The Real Statistics Resource Pack provides an option for identifying potential outliers in a sample. Assuming the sample is normally distributed (based on the Central Limit Theorem), we know that 1−NORMSDIST(2.5) = 0.621% of the data should have a z-score larger than 2.5 or less than -2.5. Here we use 2.5 as a somewhat arbitrary criteria for a potential outlier. E.g. for a sample of size 80, on average 80(.00621)(2) = .994, or about one, element will be viewed as a potential outlier.
Real Statistics Data Analysis Tool: One of the options of the Descriptive Statistics and Normality data analysis tool provided in the Real Statistics Resource Pack is the identification of potential outliers using a specified z-score (default 2.5).
Example 1: Identify potential outliers for the three data samples on the left side of Figure 1 (range B3:D16).

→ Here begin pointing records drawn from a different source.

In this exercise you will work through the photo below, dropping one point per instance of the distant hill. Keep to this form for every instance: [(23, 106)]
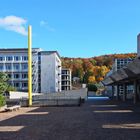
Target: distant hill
[(92, 70)]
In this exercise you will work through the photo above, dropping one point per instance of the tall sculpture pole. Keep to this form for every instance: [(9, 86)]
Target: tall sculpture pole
[(30, 65)]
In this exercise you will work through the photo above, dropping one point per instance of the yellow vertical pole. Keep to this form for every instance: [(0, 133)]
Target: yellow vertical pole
[(30, 64)]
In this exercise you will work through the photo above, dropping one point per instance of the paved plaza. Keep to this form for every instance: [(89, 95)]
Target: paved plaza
[(94, 120)]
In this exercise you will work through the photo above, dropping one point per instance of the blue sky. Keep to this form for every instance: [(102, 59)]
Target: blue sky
[(75, 28)]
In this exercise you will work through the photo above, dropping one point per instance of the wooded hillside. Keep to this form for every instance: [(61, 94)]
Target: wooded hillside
[(92, 70)]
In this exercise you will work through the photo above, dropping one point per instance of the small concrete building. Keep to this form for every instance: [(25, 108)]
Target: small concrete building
[(50, 72), (126, 76), (66, 79)]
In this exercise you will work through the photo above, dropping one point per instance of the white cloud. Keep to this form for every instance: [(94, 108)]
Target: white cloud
[(14, 23), (46, 25)]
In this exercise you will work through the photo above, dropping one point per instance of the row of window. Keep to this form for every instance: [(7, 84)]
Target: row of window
[(18, 75), (15, 58), (20, 85), (14, 66)]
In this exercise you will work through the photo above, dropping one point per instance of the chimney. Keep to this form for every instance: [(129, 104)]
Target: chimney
[(138, 45)]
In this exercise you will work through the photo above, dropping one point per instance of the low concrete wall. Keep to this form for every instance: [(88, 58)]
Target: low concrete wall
[(65, 98)]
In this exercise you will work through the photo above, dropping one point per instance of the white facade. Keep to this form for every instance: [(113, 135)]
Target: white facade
[(46, 69), (50, 72), (14, 62), (66, 79)]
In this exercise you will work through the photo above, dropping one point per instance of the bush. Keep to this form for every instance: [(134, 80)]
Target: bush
[(2, 100), (92, 87)]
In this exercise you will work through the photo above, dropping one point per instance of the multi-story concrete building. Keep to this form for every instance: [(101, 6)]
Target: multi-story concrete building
[(66, 79), (46, 69)]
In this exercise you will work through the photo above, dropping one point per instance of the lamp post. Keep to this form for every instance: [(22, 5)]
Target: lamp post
[(30, 65)]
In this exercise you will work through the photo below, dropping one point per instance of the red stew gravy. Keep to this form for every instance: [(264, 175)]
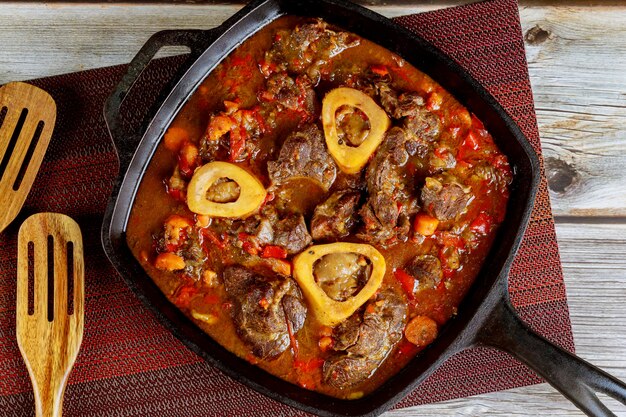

Figure 1 – Identifying potential outliers and missing data
Enter Ctrl-m and select the Descriptive Statistics and Normality data analysis tool. Fill in the dialog box that appears as shown in Figure 2. We leave the Outlier Limit field blank since we want to use the default value of 2.5.
Figure 2 – Dialog box for Descriptive Statistics and Normality
The output as displayed in Figure 1 shows there are two potential outliers (indicated by the asterisks in column N): namely item 9 of Sample 3 and item 12 of Sample 2. Item 9 of Sample 3 has a z-score of -2.52391 (cell N17), which is less than -2.5. Item 12 of Sample 2 has a z-score of 2.62457 (cell M20), which is greater than 2.5. Item 4 of Sample 1 is just under the 2.5 threshold with a z-score of 2.424183.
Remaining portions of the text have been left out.